November 17, 2006
Oil industry historian Daniel Yergin won a Pulitzer prize this week for his 800-page best-seller, "The Prize: The Epic Quest for Oil, Money and Power." His analysis found that a remaining 3.74 trillion barrels of total global oil reserves is more than three times as much as "peak oil" theory contends.
- Originated in the 1950s by Shell Oil Co. geologist M. King Hubbert, that hypothesis forecasts a sharp decline in world oil production right after it reaches its peak.
- Modern peakists estimate the world today has only 1.2 trillion barrels of oil left -- somewhat more than the 1.08 trillion used.
Yergin's study reveals that Hubbert's approach was riddled with flaws:
- He underestimated the effectiveness of new technologies in discovering, retrieving and refining oil resources.
- His forecasts of oil production over the following decades in the lower 48 states were hugely understated -- by 66 percent in the case of 2005.
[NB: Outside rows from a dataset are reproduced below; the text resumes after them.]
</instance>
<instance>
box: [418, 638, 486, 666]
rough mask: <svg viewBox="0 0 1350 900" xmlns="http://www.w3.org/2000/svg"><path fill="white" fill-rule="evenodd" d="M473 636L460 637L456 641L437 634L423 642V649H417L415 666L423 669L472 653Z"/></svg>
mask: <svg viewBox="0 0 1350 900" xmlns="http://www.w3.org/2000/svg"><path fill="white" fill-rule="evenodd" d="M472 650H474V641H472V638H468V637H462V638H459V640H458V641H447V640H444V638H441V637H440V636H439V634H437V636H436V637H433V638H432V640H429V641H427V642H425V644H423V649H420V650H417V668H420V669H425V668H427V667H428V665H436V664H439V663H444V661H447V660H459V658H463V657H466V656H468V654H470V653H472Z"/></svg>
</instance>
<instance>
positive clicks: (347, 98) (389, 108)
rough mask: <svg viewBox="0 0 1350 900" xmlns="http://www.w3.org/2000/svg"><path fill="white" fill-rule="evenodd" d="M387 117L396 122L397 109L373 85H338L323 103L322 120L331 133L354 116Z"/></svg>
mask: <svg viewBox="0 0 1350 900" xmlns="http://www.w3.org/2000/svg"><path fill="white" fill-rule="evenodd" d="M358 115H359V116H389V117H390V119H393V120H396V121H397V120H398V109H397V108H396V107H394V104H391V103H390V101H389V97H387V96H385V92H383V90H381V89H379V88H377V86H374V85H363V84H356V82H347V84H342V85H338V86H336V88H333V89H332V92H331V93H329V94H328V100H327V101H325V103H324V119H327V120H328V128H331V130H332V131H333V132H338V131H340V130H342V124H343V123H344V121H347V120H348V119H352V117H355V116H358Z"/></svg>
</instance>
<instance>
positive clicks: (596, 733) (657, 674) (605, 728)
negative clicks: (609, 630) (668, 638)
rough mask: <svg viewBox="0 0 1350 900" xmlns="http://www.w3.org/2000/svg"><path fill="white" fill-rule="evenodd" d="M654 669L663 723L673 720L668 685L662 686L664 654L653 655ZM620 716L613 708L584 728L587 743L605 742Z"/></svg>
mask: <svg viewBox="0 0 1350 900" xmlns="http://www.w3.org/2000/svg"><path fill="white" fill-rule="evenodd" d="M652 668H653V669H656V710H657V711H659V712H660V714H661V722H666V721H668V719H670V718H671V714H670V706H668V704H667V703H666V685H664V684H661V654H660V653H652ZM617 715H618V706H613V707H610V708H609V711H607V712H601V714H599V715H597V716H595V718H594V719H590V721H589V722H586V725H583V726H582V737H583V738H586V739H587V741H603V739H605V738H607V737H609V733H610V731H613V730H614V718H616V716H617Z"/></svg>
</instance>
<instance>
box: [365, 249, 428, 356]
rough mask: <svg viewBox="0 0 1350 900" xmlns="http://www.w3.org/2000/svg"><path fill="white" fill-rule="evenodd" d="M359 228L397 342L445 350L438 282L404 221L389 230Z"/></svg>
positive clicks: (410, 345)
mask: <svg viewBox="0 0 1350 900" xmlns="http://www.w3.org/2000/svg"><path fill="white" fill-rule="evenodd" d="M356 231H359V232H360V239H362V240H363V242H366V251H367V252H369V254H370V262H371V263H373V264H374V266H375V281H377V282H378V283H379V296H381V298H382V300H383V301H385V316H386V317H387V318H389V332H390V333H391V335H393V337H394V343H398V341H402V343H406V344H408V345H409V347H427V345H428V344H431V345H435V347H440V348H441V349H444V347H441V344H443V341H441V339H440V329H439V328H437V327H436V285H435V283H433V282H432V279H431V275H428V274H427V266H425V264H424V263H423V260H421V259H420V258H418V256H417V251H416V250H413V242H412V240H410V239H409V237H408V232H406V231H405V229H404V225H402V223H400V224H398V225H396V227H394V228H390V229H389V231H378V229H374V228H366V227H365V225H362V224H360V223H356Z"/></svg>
- He failed to anticipate the huge finds in Alaska and the Gulf of Mexico.
- Even leaving new technology aside, Hubbert's prediction of a steep downward curve after a production peak is based on false assumptions regarding typical oil fields.
- He ignored the impact of price and demand in driving production.
Yergin believes that global production can actually be expected to reach an "undulating plateau" that could last for decades before beginning a slow decline. That gives the world a number of decades to prepare -- enough time for long-term deliberation so we can decide wisely regarding the eventual transition toward alternatives to fossil fuels.
Yergin points out that each time there have been fears of oil running out, technology and the opening of new frontier areas have banished the specter of decline. He concludes that there's no reason to think that technology is finished this time.